Electrochemical CO2 reduction in acidic electrolyte is a potential strategy for efficient CO2 utilization by preventing the formation of carbonate, but it remains a great challenge to improve the selectivity of CO2 reduction in acidic electrolytes due to the competitive hydrogen evolution reaction. Herein, we demonstrate Ag2CrO4 derived Ag–Cr2O3 composite catalyst with local alkaline microenvironments for enhanced selectivity of CO2 to CO product in an acidic KCl electrolyte. Under the electrochemical reduction of CO2, the Ag2CrO4 pre-catalyst undergoes a chemical transformation induced by chloride ions to generate AgCl–Cr2O3, meanwhile, AgCl is electrochemically reduced Ag to form a Cr2O3 coated Ag composite catalyst with rich Ag–Cr2O3 interfaces.

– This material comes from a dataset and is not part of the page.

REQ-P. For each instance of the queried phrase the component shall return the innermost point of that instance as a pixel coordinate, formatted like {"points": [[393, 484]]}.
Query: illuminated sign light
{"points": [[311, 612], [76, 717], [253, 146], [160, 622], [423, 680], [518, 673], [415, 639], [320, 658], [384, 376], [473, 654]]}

The Ag–Cr2O3 gas diffusion electrode constructed from carbon nanopowder effectively increases the hydrophobicity of the electrode, and the optimized electrode exhibits high CO Faradaic efficiency (FE) (over 75%) at a wide current density of 50–300 mA cm-2 and achieves a maximum FE of 86.7% toward CO product at 300 mA cm-2. The in situ Raman spectroscopy reveals that Cr2O3 can adsorb OH− which regulates the local alkaline environment to promote the CO2 adsorption on the Ag–Cr2O3 interface and stabilize the *CO2-/*COOH intermediates in the acidic electrolyte. This work provides an effective strategy to tune the reaction interfaces for CO2 reduction in acidic electrolytes.